Date: Sat, 27 Jan 1996 10:41:51 -0700 (MST)
From: "Joel M Snyder, writing fool" <Joel_M_Snyder@Opus1.COM>
In-reply-to: "Your message dated Fri, 26 Jan 1996 22:36:43 +0000 (GMT)"
 <4761.bsimpson@morningstar.com>
To: nanog@merit.edu, cidrd@iepg.org, local-ir@ripe.net

I've been following this discussion with great interest.  

Let me posit a situation and seek guidance.

Consider a company, perhaps a very, very, small company, which happens to
have a very, very, very popular web site.  For the sake of argument, let's
call this company "Netscape," (although this company isn't Netscape, but
this will create the appropriate picture in your mind).  

This company needs only a microscopic amount of address space, something on
the order of a /28. 

The company wishes to have more than one connection to the Internet through
more than one of the major providers, for  bandwidth & reliability reasons. 

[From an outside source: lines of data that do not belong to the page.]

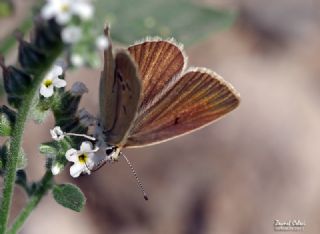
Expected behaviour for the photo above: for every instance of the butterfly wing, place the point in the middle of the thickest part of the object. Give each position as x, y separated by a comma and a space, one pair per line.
120, 89
196, 99
159, 61
107, 89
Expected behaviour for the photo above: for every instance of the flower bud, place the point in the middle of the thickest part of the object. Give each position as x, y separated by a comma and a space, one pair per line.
7, 120
30, 58
46, 35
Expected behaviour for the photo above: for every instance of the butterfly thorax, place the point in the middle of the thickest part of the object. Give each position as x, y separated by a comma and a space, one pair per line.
111, 151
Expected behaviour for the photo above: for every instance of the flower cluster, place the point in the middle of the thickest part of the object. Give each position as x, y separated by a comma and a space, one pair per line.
52, 80
71, 14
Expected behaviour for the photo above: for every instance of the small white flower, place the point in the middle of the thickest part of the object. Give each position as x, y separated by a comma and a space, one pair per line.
61, 10
77, 60
71, 34
52, 80
102, 42
83, 159
56, 168
56, 133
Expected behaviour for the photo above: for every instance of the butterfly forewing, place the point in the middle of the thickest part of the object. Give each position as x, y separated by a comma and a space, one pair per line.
107, 91
158, 62
195, 100
128, 88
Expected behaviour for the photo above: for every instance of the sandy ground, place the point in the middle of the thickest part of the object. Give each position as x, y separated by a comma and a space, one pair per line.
257, 165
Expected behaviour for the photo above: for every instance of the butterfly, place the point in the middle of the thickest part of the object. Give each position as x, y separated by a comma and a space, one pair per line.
148, 96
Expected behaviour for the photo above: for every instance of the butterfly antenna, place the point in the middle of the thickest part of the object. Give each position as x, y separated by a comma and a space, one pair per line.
145, 196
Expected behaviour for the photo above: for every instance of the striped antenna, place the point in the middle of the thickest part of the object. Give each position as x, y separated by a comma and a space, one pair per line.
145, 196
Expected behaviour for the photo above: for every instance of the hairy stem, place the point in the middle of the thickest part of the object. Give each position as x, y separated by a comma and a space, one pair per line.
15, 145
43, 186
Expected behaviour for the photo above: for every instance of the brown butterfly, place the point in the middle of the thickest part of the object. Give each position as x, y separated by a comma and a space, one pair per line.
147, 95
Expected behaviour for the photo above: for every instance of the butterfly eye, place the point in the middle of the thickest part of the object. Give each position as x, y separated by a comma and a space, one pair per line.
109, 150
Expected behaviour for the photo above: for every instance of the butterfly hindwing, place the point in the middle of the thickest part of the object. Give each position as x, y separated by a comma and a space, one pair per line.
196, 99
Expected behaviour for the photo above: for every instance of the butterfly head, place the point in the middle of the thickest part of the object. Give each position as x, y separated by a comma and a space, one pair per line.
112, 153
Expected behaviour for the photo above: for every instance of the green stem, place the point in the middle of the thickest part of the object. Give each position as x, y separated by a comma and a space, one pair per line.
43, 186
15, 145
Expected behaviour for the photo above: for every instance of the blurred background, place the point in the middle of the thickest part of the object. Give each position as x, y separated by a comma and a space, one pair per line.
258, 164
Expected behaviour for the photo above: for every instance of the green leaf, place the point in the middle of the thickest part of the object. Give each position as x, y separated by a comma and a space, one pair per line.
22, 160
69, 196
182, 19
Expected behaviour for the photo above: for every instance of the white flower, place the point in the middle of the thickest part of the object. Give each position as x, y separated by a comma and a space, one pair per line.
56, 168
71, 34
63, 10
83, 159
102, 42
56, 133
77, 60
51, 80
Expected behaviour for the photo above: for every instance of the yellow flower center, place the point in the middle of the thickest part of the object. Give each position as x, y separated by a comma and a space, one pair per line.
65, 7
47, 83
83, 158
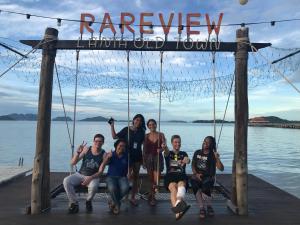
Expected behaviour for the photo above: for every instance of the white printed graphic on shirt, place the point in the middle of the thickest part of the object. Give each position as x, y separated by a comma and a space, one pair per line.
201, 162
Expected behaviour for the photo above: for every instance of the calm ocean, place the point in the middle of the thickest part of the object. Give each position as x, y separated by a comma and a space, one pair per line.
273, 153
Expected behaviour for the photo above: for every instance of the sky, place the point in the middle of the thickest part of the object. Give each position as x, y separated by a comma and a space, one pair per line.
275, 98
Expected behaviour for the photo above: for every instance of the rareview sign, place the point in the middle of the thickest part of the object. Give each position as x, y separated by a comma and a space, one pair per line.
128, 22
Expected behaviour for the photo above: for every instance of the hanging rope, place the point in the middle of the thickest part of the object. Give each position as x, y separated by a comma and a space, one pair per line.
63, 105
229, 94
214, 90
128, 107
75, 105
159, 117
273, 66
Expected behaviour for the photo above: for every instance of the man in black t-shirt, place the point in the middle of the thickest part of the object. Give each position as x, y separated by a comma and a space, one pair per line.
88, 174
134, 136
176, 179
204, 171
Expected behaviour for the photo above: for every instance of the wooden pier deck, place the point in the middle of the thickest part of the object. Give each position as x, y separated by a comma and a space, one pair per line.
267, 205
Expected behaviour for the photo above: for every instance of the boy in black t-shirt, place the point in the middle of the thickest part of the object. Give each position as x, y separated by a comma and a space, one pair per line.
204, 171
88, 175
176, 179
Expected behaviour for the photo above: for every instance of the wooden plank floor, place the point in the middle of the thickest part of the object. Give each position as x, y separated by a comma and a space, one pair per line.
267, 205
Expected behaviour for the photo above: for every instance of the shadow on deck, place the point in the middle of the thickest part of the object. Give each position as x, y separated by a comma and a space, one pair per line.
267, 204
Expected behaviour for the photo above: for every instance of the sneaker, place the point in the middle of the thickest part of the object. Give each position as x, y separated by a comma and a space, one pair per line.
74, 208
88, 206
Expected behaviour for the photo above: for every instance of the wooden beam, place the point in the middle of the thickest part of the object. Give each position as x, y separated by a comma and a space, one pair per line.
40, 189
146, 45
241, 120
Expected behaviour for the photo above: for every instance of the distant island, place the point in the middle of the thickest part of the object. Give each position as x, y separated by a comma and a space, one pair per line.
62, 118
97, 118
211, 121
273, 121
176, 121
262, 121
15, 116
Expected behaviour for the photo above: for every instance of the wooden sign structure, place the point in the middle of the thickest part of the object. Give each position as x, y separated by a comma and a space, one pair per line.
40, 190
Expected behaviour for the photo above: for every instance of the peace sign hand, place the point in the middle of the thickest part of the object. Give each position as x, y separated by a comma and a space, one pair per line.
81, 147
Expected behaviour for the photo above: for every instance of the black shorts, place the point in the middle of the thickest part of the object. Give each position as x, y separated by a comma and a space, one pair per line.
175, 177
205, 185
151, 162
135, 156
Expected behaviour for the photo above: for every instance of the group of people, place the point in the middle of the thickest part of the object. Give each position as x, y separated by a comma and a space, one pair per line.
134, 148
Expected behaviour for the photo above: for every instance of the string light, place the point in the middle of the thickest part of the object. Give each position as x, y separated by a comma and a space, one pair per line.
58, 22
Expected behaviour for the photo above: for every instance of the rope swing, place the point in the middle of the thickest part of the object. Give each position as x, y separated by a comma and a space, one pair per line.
75, 105
128, 107
159, 116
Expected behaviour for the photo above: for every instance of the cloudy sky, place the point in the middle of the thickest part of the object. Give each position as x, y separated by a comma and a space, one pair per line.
273, 98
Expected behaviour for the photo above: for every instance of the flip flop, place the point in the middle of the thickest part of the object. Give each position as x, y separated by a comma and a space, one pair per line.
111, 206
181, 214
179, 207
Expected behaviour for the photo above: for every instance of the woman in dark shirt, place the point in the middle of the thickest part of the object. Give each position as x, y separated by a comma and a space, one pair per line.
134, 146
204, 171
117, 182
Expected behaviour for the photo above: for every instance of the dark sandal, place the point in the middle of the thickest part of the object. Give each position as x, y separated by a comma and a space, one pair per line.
202, 213
179, 207
111, 206
181, 214
133, 202
210, 211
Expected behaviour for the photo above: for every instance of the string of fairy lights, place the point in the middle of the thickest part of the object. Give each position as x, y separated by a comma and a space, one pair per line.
185, 74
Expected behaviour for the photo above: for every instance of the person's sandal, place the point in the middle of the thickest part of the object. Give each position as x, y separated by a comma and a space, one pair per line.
180, 214
111, 206
202, 213
210, 211
133, 202
116, 210
152, 201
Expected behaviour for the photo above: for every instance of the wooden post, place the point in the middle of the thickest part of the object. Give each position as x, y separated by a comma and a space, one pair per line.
40, 189
241, 121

It sounds to me, based on the discussions which have been occurring, that
this company can't do what they want---unless they lie and somehow gobble
up a /18 worth of address space.  

Is this true? 

jms

PS: Double-numbering hosts won't work;  because of monumentally poor
programming practices on the part of WWW developers, WWW clients do not
discern multiple A records for a given host name.  

Joel M Snyder, 1404 East Lind Road, Tucson, AZ, 85719
Phone: +1 520 324 0494 (voice)  +1 520 324 0495 (FAX)  
jms@Opus1.COM    http://www.opus1.com/jms    Opus One

PLEASE NOTE: The useful parts of Arizona changed 
from area code 602 to area code 520 on March 20, 1995.